Full-fledged data management and governance:
 Hadoop does not have easy-to-use, full-feature tools for data management, data cleansing, governance and metadata. Especially lacking are tools for data quality and standardization.

Data security:
 Another challenge centers on the fragmented data security issues, though new tools and technologies are surfacing. The Kerberos authentication protocol is a great step forward for making Hadoop environments secure.

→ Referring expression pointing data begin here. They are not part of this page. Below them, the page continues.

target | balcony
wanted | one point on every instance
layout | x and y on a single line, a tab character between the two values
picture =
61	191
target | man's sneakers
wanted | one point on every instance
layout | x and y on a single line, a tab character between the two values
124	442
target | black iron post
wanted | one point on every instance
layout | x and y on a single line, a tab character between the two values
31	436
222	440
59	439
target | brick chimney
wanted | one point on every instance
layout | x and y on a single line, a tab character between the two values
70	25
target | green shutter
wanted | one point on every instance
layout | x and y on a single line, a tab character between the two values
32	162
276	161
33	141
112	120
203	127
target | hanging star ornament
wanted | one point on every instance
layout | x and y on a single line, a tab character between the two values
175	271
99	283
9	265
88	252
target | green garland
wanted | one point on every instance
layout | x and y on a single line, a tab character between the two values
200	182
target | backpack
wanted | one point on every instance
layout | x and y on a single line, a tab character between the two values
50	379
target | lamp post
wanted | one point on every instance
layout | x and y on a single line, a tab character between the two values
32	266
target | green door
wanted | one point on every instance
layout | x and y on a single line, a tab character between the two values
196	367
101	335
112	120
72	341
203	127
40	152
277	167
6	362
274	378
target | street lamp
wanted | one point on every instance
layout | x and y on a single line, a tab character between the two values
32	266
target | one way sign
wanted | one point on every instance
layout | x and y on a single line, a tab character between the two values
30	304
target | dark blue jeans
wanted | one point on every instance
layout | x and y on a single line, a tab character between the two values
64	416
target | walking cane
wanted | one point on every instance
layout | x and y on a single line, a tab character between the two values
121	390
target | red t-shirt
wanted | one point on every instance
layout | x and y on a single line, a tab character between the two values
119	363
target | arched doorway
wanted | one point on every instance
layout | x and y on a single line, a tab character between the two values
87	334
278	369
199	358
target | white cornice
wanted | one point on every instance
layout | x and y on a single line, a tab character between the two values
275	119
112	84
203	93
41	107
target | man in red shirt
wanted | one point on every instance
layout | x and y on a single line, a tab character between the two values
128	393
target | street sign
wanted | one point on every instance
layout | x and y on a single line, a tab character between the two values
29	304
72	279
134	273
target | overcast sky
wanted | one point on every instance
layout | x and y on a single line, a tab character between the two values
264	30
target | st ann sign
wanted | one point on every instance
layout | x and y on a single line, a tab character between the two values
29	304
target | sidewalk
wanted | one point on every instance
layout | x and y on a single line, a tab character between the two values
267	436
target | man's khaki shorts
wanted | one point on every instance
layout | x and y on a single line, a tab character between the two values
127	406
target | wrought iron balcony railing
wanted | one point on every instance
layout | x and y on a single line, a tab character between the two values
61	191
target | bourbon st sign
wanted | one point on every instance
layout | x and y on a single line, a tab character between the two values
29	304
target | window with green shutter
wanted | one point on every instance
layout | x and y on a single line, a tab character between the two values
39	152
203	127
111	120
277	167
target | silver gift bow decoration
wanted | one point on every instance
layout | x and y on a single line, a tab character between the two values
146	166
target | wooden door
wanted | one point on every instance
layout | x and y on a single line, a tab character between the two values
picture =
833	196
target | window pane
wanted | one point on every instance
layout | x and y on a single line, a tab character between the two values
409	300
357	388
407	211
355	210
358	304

Secured Hadoop Environment. Point of a headache:
 More and more companies are storing sensitive data in Hadoop. Hopefully not credit cards numbers, but at least data which falls under security regulations with respective requirements. So this challenge is purely technical, but often causes issues. Things are simple if there are only HDFS and MapReduce used. Data-in-the-motion and at-rest encryption are available, file system permissions are enough for authorization, Kerberos is used for authentication. Just add perimeter and host level security with explicit edge nodes and be calm. But once you decide to use other frameworks, especially if they execute requests under their own system user, you’re diving into troubles. The first is that not all of them support Kerberized environment. The second is that they might not have their own authorization features. The third is frequent absence of data-in-the-motion encryption. And, finally, lots of trouble if requests are supposed to be submitted outside of the cluster.

 Conclusion:
 We pointed out a few topical challenges as we see them. Of course, the items above are far from being complete and one could be scared off by them resulting in a decision to not use Hadoop at all or to postpone its adoption for some later time. That would not be wise. There is a whole list of advantages brought by Hadoop to organizations with skillful hands. In cooperation with other Big Data frameworks and techniques, it can move capabilities of data-oriented business to an entirely new level of performance.